I envy you guys. The same search takes about 20 sec. for me. Clicking on the first result, which is the post above, took just over 30 to get back to here. Got very similar times with Chrome.
Obviously there must be a reason it works well for some and not others. Would be appreciated if someone could figure it out.

FWIW AdBlockPlus in Chrome shows 19 ads blocked on this page.


----------



## Josh R (Dec 4, 2010)

It's almost instant on my cell phone without using wifi,just Sprint Internet service. So glad I don't use a computer or lab top!


----------



## sparky18181 (Apr 17, 2012)

Haven't noticed any slower speeds with any part of it


----------



## Jimbos (Nov 21, 2000)

The app works good, on my computer it's almost useless, but I'll blame most of it on the computer.
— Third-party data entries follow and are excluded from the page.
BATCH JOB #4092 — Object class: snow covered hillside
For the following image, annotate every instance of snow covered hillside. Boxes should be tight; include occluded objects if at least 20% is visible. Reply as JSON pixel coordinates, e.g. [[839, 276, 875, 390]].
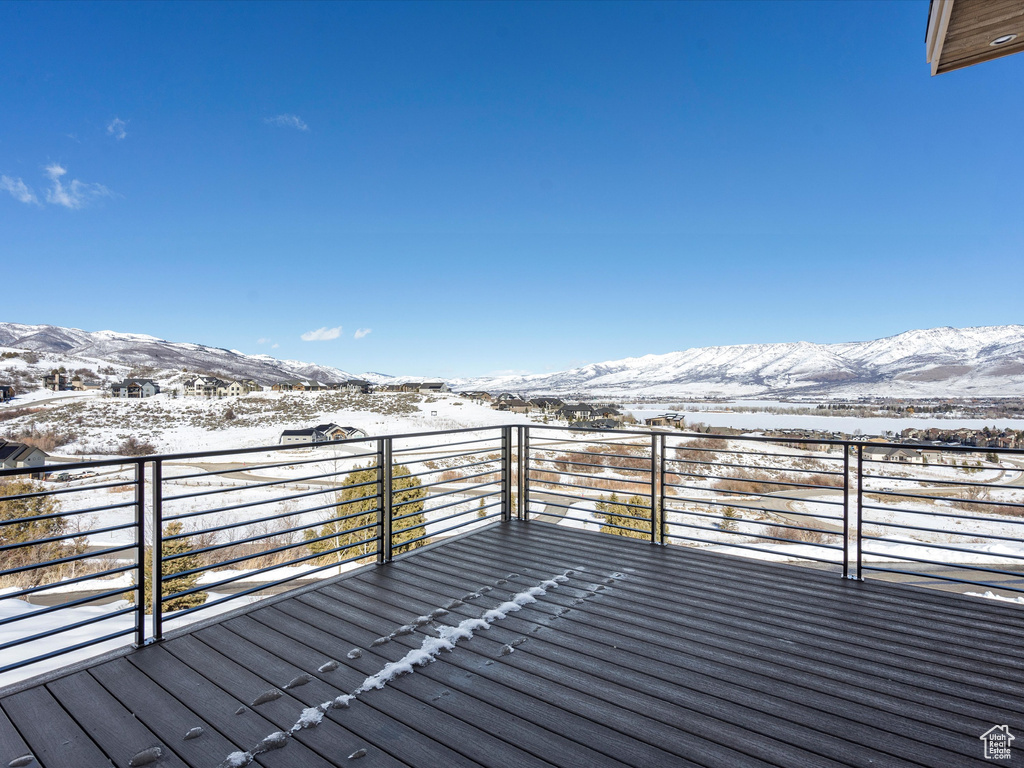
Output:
[[452, 326, 1024, 397], [0, 323, 388, 389]]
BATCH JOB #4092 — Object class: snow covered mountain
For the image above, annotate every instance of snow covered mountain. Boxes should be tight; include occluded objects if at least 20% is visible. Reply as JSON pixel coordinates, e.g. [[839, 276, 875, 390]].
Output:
[[0, 323, 388, 385], [452, 326, 1024, 397]]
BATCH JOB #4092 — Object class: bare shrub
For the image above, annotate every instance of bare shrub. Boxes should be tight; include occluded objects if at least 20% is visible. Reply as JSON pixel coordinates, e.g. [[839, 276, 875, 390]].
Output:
[[117, 435, 157, 456]]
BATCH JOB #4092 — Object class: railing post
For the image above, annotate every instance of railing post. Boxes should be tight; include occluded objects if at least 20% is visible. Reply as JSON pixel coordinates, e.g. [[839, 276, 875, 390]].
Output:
[[856, 442, 864, 582], [377, 437, 392, 563], [135, 461, 147, 646], [657, 432, 668, 544], [519, 424, 529, 522], [843, 443, 854, 579], [150, 459, 164, 642], [650, 433, 662, 544], [502, 425, 512, 522]]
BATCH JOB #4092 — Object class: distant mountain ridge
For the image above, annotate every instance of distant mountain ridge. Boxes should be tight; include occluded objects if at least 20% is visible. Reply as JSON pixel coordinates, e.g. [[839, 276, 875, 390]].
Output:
[[452, 326, 1024, 397], [0, 323, 388, 385]]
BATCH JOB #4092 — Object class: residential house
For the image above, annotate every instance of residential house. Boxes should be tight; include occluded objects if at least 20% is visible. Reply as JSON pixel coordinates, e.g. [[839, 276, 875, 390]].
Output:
[[863, 445, 924, 464], [111, 379, 160, 398], [0, 439, 46, 477], [643, 414, 686, 429], [71, 374, 103, 392], [280, 424, 367, 445], [555, 402, 594, 421], [498, 400, 532, 414], [529, 397, 565, 414], [43, 371, 68, 392]]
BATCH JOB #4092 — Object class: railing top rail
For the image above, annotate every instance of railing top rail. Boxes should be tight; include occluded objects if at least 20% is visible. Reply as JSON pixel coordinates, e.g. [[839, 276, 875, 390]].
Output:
[[0, 456, 146, 479], [0, 425, 505, 477]]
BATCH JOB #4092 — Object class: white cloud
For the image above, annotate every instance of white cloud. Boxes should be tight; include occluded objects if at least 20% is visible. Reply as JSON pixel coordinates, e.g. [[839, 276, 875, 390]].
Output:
[[0, 176, 39, 205], [106, 118, 128, 141], [46, 163, 112, 209], [263, 115, 309, 131], [301, 326, 341, 341]]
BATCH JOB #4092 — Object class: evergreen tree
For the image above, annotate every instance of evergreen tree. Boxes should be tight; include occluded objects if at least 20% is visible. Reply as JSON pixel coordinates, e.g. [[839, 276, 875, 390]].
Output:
[[0, 478, 85, 588], [595, 493, 650, 540], [125, 521, 207, 613], [305, 464, 427, 565], [718, 507, 739, 530]]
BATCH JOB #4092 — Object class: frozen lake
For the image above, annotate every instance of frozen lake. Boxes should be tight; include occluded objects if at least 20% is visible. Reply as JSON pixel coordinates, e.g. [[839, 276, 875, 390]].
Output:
[[626, 401, 1024, 435]]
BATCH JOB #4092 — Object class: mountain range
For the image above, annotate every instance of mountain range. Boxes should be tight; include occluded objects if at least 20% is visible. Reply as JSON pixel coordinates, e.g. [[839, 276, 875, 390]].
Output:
[[452, 326, 1024, 397], [0, 323, 1024, 398], [0, 323, 380, 385]]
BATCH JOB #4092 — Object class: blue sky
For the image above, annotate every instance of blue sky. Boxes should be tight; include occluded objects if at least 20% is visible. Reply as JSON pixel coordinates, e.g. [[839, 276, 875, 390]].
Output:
[[0, 0, 1024, 377]]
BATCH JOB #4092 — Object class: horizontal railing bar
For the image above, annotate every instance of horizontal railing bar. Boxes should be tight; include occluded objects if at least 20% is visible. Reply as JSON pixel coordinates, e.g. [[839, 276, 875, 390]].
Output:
[[394, 512, 501, 549], [164, 539, 377, 622], [862, 534, 1024, 565], [0, 521, 135, 552], [666, 496, 843, 522], [161, 536, 380, 602], [398, 459, 500, 477], [665, 482, 843, 507], [861, 474, 1021, 493], [0, 626, 135, 674], [665, 532, 843, 568], [0, 497, 135, 536], [391, 480, 501, 509], [164, 480, 362, 522], [0, 544, 138, 577], [0, 587, 137, 630], [0, 481, 135, 502], [535, 480, 650, 509], [665, 505, 843, 537], [393, 470, 501, 496], [391, 436, 502, 456], [665, 470, 841, 496], [157, 468, 365, 504], [861, 550, 1024, 584], [864, 520, 1024, 548], [0, 456, 144, 478], [665, 459, 843, 477], [161, 522, 377, 581], [0, 606, 135, 651], [532, 454, 650, 476], [162, 504, 380, 567], [529, 466, 651, 485], [164, 450, 377, 482], [864, 487, 1024, 509], [863, 563, 1024, 600], [529, 442, 650, 464], [394, 449, 501, 472], [391, 492, 498, 532], [861, 504, 1024, 532], [665, 445, 843, 464], [0, 561, 138, 600]]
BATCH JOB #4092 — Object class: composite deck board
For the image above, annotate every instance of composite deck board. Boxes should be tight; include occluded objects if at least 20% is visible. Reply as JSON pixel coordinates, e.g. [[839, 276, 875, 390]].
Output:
[[337, 548, 956, 759], [448, 536, 1024, 694], [366, 544, 974, 759], [0, 521, 1024, 768]]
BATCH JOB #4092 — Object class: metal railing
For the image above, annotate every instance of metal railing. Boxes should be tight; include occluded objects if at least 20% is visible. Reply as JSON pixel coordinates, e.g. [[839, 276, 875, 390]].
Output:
[[0, 425, 1024, 686]]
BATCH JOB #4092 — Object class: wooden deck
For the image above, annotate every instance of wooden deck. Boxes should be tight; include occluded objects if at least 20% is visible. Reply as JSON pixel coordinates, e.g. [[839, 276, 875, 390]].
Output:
[[0, 522, 1024, 768]]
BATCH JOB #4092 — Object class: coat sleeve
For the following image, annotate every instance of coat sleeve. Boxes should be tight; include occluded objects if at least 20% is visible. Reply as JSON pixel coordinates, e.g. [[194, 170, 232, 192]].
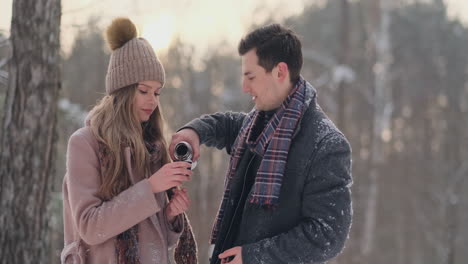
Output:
[[179, 112, 247, 154], [242, 133, 352, 264], [66, 134, 161, 245]]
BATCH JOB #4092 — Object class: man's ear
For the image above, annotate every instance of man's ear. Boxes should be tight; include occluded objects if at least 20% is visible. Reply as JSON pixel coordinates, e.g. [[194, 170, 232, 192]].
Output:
[[275, 62, 289, 83]]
More importantly, why am I seeing posts by people I've had on ignore forever?


----------



## Steve (Jan 15, 2000)

boostedaudi said:


> Here's 17 of em for ya
> View attachment 187221


Login and you won't see all that Taboola crap.


----------



## Steve (Jan 15, 2000)

Also you should all know that we are working on getting a database server upgrade in place that should speed things up dramatically. ETA, well.... I hope before hunting season.


----------



## ArrowFlinger (Sep 18, 2000)

Is there an option to change the default way I see a a forum landing page. Currently the format is so bloated that you only see about 1/3 posts compared to the old site. And the actual thread page you only see about 3 posts on the screen at a time. Maybe the site is optimized for mobile/tablet, but i prefer to view via desktop/laptop


----------



## jimbofish (Dec 15, 2002)

Steve said:


> Also you should all know that we are working on getting a database server upgrade in place that should speed things up dramatically. ETA, well.... I hope before hunting season.
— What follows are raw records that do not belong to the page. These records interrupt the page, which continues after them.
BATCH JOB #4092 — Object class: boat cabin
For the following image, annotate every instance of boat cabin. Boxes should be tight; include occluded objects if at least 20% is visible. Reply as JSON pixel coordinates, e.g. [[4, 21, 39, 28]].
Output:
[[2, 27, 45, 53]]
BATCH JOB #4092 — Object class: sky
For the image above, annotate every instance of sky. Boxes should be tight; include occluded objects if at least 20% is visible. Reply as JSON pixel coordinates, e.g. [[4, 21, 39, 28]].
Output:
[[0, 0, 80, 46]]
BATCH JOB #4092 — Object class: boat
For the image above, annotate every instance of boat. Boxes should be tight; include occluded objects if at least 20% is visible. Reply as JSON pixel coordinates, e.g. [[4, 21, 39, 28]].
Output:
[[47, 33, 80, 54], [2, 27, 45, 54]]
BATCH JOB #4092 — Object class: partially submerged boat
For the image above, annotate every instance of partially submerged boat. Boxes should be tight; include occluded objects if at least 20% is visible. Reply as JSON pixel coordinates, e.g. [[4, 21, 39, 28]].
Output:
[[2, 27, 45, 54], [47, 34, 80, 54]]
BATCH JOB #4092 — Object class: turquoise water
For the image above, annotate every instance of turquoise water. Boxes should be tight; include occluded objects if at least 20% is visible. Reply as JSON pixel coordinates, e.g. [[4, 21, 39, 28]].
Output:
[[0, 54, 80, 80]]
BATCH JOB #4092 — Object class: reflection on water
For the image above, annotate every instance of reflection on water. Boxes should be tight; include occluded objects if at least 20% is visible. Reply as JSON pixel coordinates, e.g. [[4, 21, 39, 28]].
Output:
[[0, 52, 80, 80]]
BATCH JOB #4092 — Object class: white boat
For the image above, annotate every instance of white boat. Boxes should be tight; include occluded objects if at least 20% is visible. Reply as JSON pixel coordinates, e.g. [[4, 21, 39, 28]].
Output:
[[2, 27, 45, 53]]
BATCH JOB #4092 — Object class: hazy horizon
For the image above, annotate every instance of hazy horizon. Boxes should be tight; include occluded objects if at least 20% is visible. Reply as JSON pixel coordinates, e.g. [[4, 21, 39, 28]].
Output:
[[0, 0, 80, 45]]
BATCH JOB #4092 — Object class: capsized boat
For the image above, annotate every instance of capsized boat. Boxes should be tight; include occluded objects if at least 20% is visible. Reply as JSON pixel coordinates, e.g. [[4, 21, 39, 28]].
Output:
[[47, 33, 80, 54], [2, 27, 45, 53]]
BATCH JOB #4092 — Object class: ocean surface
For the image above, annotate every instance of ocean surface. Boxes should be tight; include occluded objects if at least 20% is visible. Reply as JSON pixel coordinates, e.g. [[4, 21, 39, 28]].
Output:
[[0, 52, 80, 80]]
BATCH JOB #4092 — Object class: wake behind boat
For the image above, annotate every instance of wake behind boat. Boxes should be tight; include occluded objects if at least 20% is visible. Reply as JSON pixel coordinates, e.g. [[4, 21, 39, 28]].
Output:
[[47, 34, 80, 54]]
Not to argue that the server isn't an issue, but if the site is fast for some, maybe even most, it seems to me that speed, or lack of it, would affect everyone.


----------



## stickbow shooter (Dec 19, 2010)

This is what I have seen since the switch, I only can read post that are newly commented on. I cannot search any forms or comment on older post. I use a kindle. plus slow loading.


----------



## gatorman841 (Mar 4, 2010)

ArrowFlinger said:


> Is there an option to change the default way I see a a forum landing page. Currently the format is so bloated that you only see about 1/3 posts compared to the old site. And the actual thread page you only see about 3 posts on the screen at a time. Maybe the site is optimized for mobile/tablet, but i prefer to view via desktop/laptop


This is one thing I do not like about the new format myself, on my phone I see one post at a time. Unfortunately after using this since the change I'm not very happy. The old site I didn't mind being a supporting member and paying but on this one I'm not sure if I'll wanna pay and still use the site. I cannot see any pluses compared to the old site but that's imo


----------



## Duckiller (Mar 26, 2010)

Of late this site has just about become unusable. I click on something and there is a big delay. Is the signal being sent to Pluto and back?


----------



## WAUB-MUKWA (Dec 13, 2003)

I get script error messages every 20-30 seconds. I can't type a thread anymore without having to allow the error. Now this really sucks. BIGTIME!


----------



## GVDocHoliday (Sep 5, 2003)

I'm not a fan of the new format....but guys I'm having no problem loading the pages on this forum or on my phone(I use outdoor hub app). It loads fast, I have ZERO adds on the pages. 

The software is a bit too flashy for my tastes...I'd prefer a board more like archerytalk.com or thehighroad.org.

But in saying that, I'm not seeing any issues that you guys are seeing.

Edit: Let me also add, that I'm only running a 2.45meg dsl connection.


----------



## Buddwiser (Dec 14, 2003)

Having lots of problems in all aspects from logging in to posting. I like this place, but if these problems continue, I'll limit my time here until its running properly. I really don't have a lot of patience when it comes to computer stuff and trying to post a quote and a follow up is really getting to be a drag.


----------



## HUBBHUNTER (Aug 8, 2007)

Has been running pretty smooth for me. My only complaint is that when I click on a new thread it will go to the the 1st post, but then jumps to the bottom of the page. It may do that a couple times but then everything works fine. More often than not it repeats that issue in each new thread I visit.


----------



## Shoeman (Aug 26, 2000)

To me it just jitters until every ad loads. Really hard to scroll

Too frustrating to read most posts I used to enjoy.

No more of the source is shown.